Так прошел остаток года, и вновь наступила весна. К счастью, моя и его семьи не были против наших отношений, поэтому после окончания университета мы обручились, а после помолвки мой будущий муж должен был уйти в армию. К тому времени я уже стала женщиной, познавшей близость с мужчиной. На зимних каникулах мы с будущим мужем съездили в трехдневное путешествие, но больше всего времени мы провели вместе, когда обручились и ему дали короткий отпуск перед уходом в армию.
Даже находясь на службе, он продолжал мне писать, а я с еще большим воодушевлением, чем раньше, отвечала на все эти письма. Иногда в деревне я вдруг натыкалась на Кэчхоля и ловила на себе его взгляд, от которого становилось не по себе, но по-прежнему не обращала на него особого внимания.
Но однажды Кэчхоль вдруг ворвался в мою жизнь, и причиной тому послужили перемены в армейской жизни мужа. Спустя пять или шесть месяцев после начала службы ему сообщили, что его отправляют на фронт во Вьетнам. Я-то думала, что буду спокойно ждать три года, пока он отслужит и вернется домой, так что новость меня ошеломила. В то время считалось, что послать человека во Вьетнам — все равно что отправить его на верную смерть, и меня охватили паника и отчаяние. В скором времени этот страх превратился в мучительную тоску по мужу. Мучилась не только моя душа — тело тоже сгорало от тоски и желания.
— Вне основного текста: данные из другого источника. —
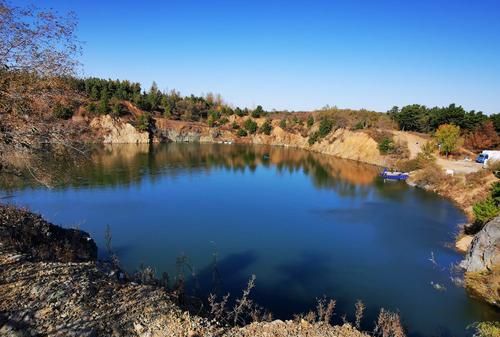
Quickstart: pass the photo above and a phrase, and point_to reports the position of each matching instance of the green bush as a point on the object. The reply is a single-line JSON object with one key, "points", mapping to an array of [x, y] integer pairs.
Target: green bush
{"points": [[144, 122], [210, 121], [250, 126], [62, 112], [103, 107], [485, 210], [92, 108], [487, 329], [313, 138], [325, 127], [495, 193], [266, 128], [117, 109], [258, 112], [283, 124], [359, 125], [310, 121]]}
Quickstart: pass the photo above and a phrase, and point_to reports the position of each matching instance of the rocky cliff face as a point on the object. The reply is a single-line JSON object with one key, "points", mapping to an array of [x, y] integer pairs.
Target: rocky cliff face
{"points": [[342, 143], [28, 234], [117, 131], [482, 264], [43, 294], [484, 251]]}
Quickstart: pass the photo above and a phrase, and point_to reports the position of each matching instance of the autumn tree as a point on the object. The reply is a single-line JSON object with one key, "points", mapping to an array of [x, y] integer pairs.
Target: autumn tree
{"points": [[38, 55], [448, 138], [38, 50], [484, 137]]}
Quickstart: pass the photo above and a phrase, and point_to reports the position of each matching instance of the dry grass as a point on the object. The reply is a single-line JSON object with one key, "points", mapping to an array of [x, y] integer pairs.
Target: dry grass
{"points": [[389, 325], [360, 309]]}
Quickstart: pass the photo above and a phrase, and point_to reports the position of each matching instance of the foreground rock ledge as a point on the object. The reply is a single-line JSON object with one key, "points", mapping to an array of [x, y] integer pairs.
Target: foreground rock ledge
{"points": [[482, 263], [52, 285]]}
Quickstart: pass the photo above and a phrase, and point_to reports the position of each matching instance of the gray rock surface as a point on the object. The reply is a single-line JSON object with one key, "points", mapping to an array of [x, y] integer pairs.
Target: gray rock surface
{"points": [[29, 234], [484, 251]]}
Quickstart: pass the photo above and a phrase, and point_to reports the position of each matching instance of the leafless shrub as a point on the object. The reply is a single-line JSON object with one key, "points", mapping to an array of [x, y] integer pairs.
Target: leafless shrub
{"points": [[242, 312], [389, 325], [218, 309], [244, 303], [145, 275], [325, 309], [360, 309]]}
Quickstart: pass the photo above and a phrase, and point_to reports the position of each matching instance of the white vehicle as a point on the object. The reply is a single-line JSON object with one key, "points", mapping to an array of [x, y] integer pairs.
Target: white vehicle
{"points": [[488, 156]]}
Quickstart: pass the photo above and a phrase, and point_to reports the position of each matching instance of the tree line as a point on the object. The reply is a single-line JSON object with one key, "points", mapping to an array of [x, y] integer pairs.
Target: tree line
{"points": [[420, 118], [171, 104], [479, 131]]}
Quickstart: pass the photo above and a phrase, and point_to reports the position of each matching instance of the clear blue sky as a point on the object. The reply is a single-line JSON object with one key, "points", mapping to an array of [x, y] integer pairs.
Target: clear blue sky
{"points": [[299, 54]]}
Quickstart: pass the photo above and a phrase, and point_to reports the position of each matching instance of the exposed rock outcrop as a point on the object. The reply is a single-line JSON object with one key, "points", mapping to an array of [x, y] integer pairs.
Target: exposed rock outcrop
{"points": [[484, 251], [40, 297], [118, 131], [29, 234], [482, 264]]}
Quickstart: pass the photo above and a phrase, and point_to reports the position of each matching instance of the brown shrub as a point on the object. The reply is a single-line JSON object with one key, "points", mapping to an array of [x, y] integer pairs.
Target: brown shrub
{"points": [[494, 165], [389, 325], [476, 179], [431, 175], [485, 284]]}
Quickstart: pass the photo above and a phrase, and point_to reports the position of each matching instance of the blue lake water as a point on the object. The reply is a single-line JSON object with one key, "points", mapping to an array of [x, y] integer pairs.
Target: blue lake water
{"points": [[305, 224]]}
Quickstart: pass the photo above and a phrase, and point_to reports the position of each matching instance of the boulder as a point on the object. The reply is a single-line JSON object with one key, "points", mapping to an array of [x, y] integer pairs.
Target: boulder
{"points": [[27, 233]]}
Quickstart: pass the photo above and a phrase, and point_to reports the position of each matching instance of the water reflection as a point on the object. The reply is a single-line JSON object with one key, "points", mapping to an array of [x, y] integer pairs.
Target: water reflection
{"points": [[129, 164]]}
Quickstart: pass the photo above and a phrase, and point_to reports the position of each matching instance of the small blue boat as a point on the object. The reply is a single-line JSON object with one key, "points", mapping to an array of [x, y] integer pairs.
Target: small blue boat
{"points": [[386, 174]]}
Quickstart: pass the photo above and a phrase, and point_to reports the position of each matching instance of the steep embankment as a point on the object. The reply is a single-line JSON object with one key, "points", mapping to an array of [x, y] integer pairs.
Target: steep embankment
{"points": [[52, 285], [342, 143], [482, 263]]}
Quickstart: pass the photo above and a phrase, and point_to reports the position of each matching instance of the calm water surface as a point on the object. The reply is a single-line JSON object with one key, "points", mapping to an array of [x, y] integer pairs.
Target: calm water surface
{"points": [[306, 225]]}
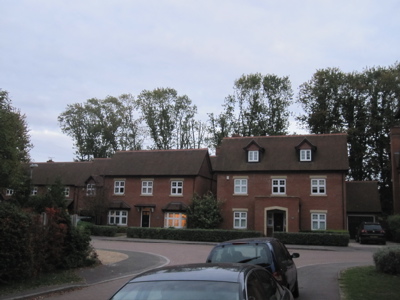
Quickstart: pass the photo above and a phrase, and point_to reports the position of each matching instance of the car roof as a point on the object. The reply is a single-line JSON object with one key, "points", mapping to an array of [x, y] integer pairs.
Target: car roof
{"points": [[250, 240], [227, 272]]}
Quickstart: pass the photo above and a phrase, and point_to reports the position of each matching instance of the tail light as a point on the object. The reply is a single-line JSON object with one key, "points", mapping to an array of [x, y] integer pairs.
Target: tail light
{"points": [[278, 276]]}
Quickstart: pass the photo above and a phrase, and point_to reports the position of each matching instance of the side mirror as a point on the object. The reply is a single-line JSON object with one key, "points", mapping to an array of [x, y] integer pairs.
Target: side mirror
{"points": [[295, 255]]}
Я без всякого стеснения писала мужу. Хотя бы раз, хотя бы на мгновение хочу вновь оказаться в его объятиях… Вновь хочу ощутить его тепло и горячее дыхание… Пусть придумает что-нибудь, чтобы хоть раз приехать ко мне… Ответ мужа не заставил себя ждать. Он написал, что, к счастью, перед отправкой во Вьетнам у него будет недельный отпуск и на пару дней он приедет ко мне.
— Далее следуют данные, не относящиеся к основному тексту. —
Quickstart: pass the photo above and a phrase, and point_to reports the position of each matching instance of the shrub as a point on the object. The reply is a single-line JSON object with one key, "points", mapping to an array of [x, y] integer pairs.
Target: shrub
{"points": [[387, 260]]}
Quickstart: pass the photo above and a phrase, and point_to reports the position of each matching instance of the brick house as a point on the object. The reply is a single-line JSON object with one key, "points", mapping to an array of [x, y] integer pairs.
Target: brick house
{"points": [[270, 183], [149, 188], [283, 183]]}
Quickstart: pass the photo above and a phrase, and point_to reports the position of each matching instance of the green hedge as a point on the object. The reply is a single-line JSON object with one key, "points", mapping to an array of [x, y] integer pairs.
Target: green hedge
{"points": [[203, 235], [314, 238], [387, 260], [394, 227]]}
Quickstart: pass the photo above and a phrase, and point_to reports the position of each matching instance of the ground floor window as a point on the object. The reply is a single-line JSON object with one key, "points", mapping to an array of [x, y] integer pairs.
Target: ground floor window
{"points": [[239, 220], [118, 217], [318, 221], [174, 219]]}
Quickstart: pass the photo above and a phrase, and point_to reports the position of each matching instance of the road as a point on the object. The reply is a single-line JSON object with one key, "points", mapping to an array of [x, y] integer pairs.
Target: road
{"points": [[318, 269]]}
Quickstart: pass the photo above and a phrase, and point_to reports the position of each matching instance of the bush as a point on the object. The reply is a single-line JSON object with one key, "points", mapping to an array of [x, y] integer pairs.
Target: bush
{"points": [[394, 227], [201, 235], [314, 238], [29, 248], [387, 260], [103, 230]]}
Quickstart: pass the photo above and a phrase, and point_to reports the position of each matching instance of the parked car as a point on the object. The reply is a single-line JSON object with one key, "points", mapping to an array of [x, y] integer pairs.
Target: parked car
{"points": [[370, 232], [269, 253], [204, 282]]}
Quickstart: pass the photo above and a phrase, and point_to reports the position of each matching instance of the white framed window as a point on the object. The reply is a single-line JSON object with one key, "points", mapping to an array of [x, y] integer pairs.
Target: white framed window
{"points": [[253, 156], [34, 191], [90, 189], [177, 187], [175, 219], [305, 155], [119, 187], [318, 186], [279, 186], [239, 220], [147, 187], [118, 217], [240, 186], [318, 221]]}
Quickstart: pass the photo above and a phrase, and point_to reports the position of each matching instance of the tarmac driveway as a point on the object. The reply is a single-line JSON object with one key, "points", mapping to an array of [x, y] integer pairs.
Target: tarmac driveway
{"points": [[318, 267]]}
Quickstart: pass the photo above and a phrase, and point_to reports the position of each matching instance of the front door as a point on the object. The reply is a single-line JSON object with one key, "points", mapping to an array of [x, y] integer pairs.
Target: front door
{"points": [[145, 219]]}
Неделю в ожидании мужа я провела словно в горячке. Но он в итоге так и не приехал. Лишь потом я узнала, что муж, встретившись с друзьями, не рассчитал силы, чересчур много выпил и те два дня, которые думал провести со мной, пролежал больным.
В последний день я тоже ждала мужа и, когда в пять вечера ушел последний автобус, была настолько измучена, что готова была упасть на месте. Я ругала себя за то, что не отменила работу и не помчалась к нему, но было уже поздно. Со мной творилось что-то странное: я была очень расстроена, но мое тело по-прежнему терзал неугасимый жар. А когда поняла, что последняя неделя, когда у меня была возможность ощутить тепло мужниных объятий, прошла и он больше не сможет ко мне приехать, жар только усилился.